Nadia Jaufarally was white against a 2000 rated Spanish girl. Nadia made a mistake in the opening and a complex middle game continued. Nadia went on to lose her game, but has 7 more games to show her mettle.

Anita Somton was playing white against an American girl. The position was balanced for some time but ultimately a couple of inaccuracies meant that Anita had to do something proactive to gain counterplay. According to Peter Wells, her coach, it became increasingly risky to sit on the position and altering the structure became a critical requirement. Anita went onto lose the game and we cannot say that she is the draw queen any longer. There will be better days to come for this formidable chess player no doubt, and we look forward to seeing Anita’s best chess in the games to come.

Nilomi Desai was also white against Isabelle Wang from Canada. After misplaying the opening Nilomi played very well in a game full of tactics. Though she gained a slight edge the game fizzled to an opposite coloured bishop endgame that was drawn by any one’s objective assessment. A draw for Nilomi, a well-played game and now off the mark. Well done Nilomi.

Callum Brewer had no rest after his game of the day performance yesterday and played a Swedish FM as white. In the post-match analysis, he was critical of himself in that he got obsessed with the minutia of the position when perhaps there was a more straightforward path. In fact, as Glenn Flear pointed out, the position was incredibly complicated and required a great deal of analysis. In the end Callum was disappointed with his loss but will not allow himself to be down for too long. He will return with a vengeance in round 5.

Though Gautam Jain had a lower rating than his opponent, who was 2123, this was always going to be a tussle. In a complicated middle game, Gautam’s opponent managed to gain the advantage, but after a long struggle the game was lost. It’s so hard to wrestle control away from these higher-rated players. At one-point Gautam’s opponent was frustratingly close to having his Bishop trapped but it soon became clear that this was all part of the plan.

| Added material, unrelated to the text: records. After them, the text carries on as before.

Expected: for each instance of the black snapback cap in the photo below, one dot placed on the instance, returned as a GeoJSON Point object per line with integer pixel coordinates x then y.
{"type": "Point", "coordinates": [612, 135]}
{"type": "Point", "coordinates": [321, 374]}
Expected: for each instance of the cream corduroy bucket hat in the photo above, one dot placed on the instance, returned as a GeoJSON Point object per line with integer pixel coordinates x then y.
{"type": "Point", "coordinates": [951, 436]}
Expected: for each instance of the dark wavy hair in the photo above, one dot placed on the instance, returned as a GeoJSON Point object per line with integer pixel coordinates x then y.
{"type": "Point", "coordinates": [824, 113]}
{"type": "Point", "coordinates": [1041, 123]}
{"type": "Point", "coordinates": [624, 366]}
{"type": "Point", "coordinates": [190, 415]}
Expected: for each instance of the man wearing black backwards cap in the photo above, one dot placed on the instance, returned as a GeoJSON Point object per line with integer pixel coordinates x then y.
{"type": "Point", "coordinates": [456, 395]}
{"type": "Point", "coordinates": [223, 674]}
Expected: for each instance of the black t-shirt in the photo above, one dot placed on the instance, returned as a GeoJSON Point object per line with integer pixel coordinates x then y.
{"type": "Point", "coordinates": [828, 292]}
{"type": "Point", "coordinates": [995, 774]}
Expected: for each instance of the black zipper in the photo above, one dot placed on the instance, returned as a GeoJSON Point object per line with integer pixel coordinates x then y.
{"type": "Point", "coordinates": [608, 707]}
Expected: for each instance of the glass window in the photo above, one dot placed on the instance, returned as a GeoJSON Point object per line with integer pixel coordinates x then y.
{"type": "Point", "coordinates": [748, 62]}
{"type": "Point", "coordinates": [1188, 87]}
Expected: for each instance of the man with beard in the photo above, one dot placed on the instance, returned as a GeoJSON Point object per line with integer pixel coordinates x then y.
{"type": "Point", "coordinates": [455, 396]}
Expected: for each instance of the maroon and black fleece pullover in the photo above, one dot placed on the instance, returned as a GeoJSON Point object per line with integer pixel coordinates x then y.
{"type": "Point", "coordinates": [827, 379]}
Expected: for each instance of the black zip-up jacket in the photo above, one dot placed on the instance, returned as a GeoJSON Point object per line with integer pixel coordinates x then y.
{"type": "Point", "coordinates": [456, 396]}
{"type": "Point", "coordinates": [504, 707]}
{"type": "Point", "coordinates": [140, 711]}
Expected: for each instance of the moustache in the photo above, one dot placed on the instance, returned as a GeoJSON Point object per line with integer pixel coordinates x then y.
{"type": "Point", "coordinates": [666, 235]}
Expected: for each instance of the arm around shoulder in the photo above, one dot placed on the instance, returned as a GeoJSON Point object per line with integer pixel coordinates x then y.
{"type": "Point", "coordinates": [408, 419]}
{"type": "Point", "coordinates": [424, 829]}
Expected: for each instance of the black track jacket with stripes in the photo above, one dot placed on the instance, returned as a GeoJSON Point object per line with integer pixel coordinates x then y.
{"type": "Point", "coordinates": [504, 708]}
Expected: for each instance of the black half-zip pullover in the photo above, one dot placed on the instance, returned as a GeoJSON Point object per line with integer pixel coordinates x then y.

Our titled played Koby Kalavannan was playing black against a player that he should be able to deal with most days of the week – but there are no easy chess chumps to beat here at the World Championships, and this player managed to hold Koby to a draw.

Leif Hafstad was playing black against his Swiss opponent (2155). This was always going to be a test, but Leif managed to draw after a six-and-a-half-hour struggle. Great battling qualities Leif. Maybe the football helped?

Finally, another all England match between Christopher Tombolis, playing black, and Teddy Onslow, had been pulled out of the hat. It’s never nice to come all the way to Greece to play a compatriot who you play regularly at county, club and school level. Christopher went up two pawns in a rook endgame, but with an active rook Teddy was able to hold the draw.

Not a great day for our England team with 5 losses, 5 draws and 1 win. However, tomorrow’s game five keeps us alive and there will be more fine chess to look forward too.